Don’t buy the $1 million bill
OTTAWA — The RCMP issued a press release Jan. 9 asking the public not to purchase a counterfeit $1 million bill. Paul Marsh, spokesperson for the RCMP, said yesterday that “within the context of the Criminal Code this bill may constitute an infraction.” The existence of this particular counterfeit was discovered last fall when a consumer, who had purchased one of the bills in the Ottawa area, made a complaint. The bills were found across Canada. Before the RCMP went public with the news, they first contacted and asked all retailers to refrain from selling them. They also contacted the printer, but would not disclose its identity to the media. The printer, called DVB Novelties, is apparently located in Orleans, Ont. Its telephone number is not listed.

January 9, 2001
Moore to cut 10% of work force
TORONTO — Robert Burton, the newly appointed president and CEO of Moore Corp., announced a cost reduction program that would cut 10% of the company’s workforce and examine all of the company’s business lines. Spokesperson Stephen Forbes said yesterday that few, if any, jobs will be lost in Canada. The bulk of the job cuts will occur over the next 12 to 18 months at the Chicago-based headquarters. Most of those positions will be in administration. “Clearly [Burton] came here because our performance was clearly unacceptable to the shareholders, the board and to the company overall,” said Forbes. Burton was the former chairman, president and CEO of World Color Press. Moore has 14,700 employees worldwide; about 1,200 are found in Chicago. According to a story in The Toronto Star on Dec. 4, Moore had instituted cost cutting measures two years earlier and expected to cut 4,800 jobs by 2001. Moore has already eliminated 4,100 jobs and closed 10 of its 55 plants in North America—three of them in Canada.

January 3, 2001
CPIA hires new president
OTTAWA — The Canadian Printing Industries Association (CPIA) has hired a replacement for out-going president Michael Makin. Pierre Boucher was notified Dec. 11 that he was the successful candidate for the position. There were over 30 applicants. Makin says the Search Committee made its decision Dec. 8 after a day of final interviews in Toronto. Boucher is the vice president of the Canadian Construction Association and has been there for over 12 years. He holds a Bachelor of Arts Degree in Linguistics and a Masters of Arts in International Affairs. The Search Committee included Don Gain, chairman; Martin Zip, vice chairman and treasurer; Tom Blockberger, immediate past chairman; Jeff Ekstein, Government Affairs Committee chairman; and France Gagné, president of the Association des arts grafiques du Quebec (AAGQ).

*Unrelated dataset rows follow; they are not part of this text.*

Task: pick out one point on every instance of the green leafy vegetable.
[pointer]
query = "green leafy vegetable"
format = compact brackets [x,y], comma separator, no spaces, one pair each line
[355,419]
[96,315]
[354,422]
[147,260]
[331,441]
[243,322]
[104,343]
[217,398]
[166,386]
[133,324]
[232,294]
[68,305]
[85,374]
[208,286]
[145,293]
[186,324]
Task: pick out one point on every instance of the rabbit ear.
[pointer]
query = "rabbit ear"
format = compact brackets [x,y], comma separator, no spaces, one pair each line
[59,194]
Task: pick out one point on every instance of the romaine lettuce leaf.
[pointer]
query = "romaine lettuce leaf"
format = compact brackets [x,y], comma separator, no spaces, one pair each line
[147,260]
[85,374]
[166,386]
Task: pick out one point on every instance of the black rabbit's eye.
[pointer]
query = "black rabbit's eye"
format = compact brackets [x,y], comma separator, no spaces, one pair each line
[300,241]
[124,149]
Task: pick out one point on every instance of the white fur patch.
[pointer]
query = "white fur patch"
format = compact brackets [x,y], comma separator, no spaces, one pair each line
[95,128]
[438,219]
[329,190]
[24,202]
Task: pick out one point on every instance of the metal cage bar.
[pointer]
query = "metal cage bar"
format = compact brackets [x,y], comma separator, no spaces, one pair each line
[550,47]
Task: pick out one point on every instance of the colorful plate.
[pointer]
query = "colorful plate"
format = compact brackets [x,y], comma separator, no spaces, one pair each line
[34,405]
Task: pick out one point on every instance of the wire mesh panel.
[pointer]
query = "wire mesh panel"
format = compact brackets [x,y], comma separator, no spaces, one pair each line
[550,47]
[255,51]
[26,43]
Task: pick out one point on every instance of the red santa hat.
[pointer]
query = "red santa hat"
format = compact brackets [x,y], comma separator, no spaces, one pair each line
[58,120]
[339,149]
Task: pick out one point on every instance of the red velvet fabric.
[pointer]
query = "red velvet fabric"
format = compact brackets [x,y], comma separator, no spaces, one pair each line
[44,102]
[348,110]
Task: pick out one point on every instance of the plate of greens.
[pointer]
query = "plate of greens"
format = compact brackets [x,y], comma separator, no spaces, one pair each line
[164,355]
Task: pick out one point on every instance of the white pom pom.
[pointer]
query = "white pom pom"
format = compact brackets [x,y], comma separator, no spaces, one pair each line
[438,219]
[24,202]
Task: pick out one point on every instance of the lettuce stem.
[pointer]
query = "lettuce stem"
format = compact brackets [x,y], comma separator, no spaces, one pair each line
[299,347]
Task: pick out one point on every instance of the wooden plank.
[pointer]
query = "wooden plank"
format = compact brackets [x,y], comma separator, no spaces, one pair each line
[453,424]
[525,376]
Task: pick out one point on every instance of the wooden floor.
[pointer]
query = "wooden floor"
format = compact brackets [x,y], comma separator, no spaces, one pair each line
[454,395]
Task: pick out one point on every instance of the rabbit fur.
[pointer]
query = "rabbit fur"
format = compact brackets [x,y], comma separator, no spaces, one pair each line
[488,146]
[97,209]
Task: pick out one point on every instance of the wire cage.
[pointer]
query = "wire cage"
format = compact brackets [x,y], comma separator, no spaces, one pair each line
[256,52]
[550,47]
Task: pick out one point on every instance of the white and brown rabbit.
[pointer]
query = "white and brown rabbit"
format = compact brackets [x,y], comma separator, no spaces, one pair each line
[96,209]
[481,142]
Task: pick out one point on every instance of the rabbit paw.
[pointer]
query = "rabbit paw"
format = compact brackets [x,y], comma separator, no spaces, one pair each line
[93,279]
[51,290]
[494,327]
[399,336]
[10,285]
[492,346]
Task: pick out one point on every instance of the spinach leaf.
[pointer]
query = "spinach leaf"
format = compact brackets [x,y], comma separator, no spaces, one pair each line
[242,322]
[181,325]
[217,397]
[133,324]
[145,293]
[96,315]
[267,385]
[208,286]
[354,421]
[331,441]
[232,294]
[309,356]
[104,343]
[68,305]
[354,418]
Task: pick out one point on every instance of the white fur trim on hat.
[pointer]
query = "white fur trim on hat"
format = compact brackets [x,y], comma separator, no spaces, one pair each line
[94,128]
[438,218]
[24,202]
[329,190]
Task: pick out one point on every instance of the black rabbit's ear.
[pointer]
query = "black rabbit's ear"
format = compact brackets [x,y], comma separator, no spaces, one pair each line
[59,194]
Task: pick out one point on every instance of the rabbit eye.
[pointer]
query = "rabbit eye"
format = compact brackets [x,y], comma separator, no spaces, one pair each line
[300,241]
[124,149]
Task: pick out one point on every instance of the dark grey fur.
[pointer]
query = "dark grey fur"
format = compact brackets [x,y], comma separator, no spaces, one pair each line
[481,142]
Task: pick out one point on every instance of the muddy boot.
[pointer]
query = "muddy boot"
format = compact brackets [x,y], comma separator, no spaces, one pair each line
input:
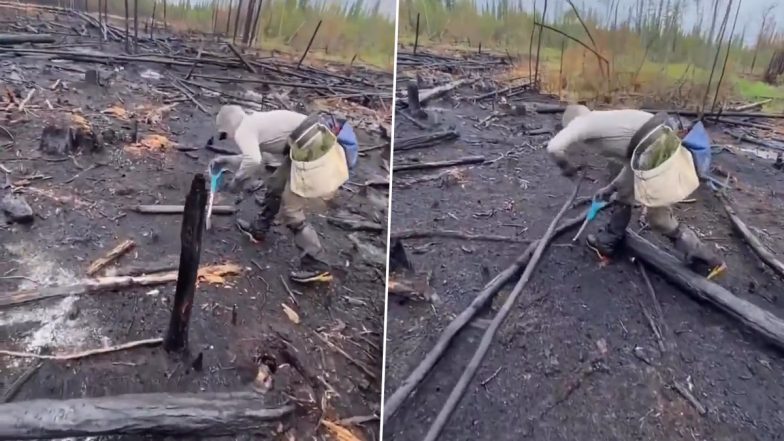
[608,242]
[696,254]
[314,265]
[257,230]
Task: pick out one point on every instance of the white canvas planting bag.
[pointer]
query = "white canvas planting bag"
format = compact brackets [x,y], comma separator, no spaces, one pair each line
[318,163]
[673,179]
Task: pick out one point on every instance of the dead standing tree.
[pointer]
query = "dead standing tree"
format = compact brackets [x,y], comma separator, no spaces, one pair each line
[539,48]
[193,221]
[775,67]
[127,30]
[248,22]
[312,37]
[135,26]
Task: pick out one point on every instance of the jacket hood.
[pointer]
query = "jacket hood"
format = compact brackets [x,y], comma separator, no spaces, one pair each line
[229,119]
[573,111]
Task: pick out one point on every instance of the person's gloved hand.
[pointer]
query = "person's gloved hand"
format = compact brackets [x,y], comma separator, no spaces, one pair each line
[567,169]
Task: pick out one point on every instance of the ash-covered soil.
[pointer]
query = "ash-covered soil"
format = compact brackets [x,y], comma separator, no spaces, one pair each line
[536,381]
[82,205]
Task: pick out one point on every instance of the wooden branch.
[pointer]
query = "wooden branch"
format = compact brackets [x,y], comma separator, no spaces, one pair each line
[158,414]
[751,106]
[83,354]
[10,39]
[101,284]
[487,338]
[396,399]
[439,164]
[428,95]
[307,49]
[114,254]
[14,388]
[753,241]
[193,221]
[414,106]
[242,59]
[178,209]
[421,141]
[672,269]
[453,234]
[355,225]
[415,287]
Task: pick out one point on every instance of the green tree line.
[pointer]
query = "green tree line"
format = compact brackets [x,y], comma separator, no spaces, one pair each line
[348,29]
[634,35]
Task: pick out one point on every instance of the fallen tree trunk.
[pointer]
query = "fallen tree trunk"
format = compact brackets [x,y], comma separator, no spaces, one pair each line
[750,106]
[395,400]
[436,92]
[672,269]
[429,140]
[753,241]
[114,254]
[439,164]
[484,345]
[209,414]
[102,284]
[682,112]
[453,234]
[9,39]
[179,209]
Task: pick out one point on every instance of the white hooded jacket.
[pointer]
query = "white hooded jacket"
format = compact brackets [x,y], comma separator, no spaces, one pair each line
[255,133]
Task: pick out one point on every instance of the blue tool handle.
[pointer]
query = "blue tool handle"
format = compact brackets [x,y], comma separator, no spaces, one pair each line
[594,210]
[215,180]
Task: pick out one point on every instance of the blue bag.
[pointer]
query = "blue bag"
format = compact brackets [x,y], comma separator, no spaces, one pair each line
[698,143]
[348,140]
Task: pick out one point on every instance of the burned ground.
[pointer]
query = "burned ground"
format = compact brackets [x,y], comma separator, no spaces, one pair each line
[536,381]
[328,355]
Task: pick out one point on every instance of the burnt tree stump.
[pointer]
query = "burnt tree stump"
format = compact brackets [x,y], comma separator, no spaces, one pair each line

The status of variable data printing
HARRISVILLE, R.I. — According to a recent report from TrendWatch, a research company that issues reports on the graphics, publishing and electronic media markets, digital colour variable printing jobs dropped from 26% last spring to 4% this past fall. Conversely, variable-data printing as an opportunity for small commercial printers (one to nine employees) rose from 4% to 7% since last spring. TrendWatch claims that unless something changes in the industry, variable-data printing as envisioned by some digital press manufacturers will “remain a pipe dream.”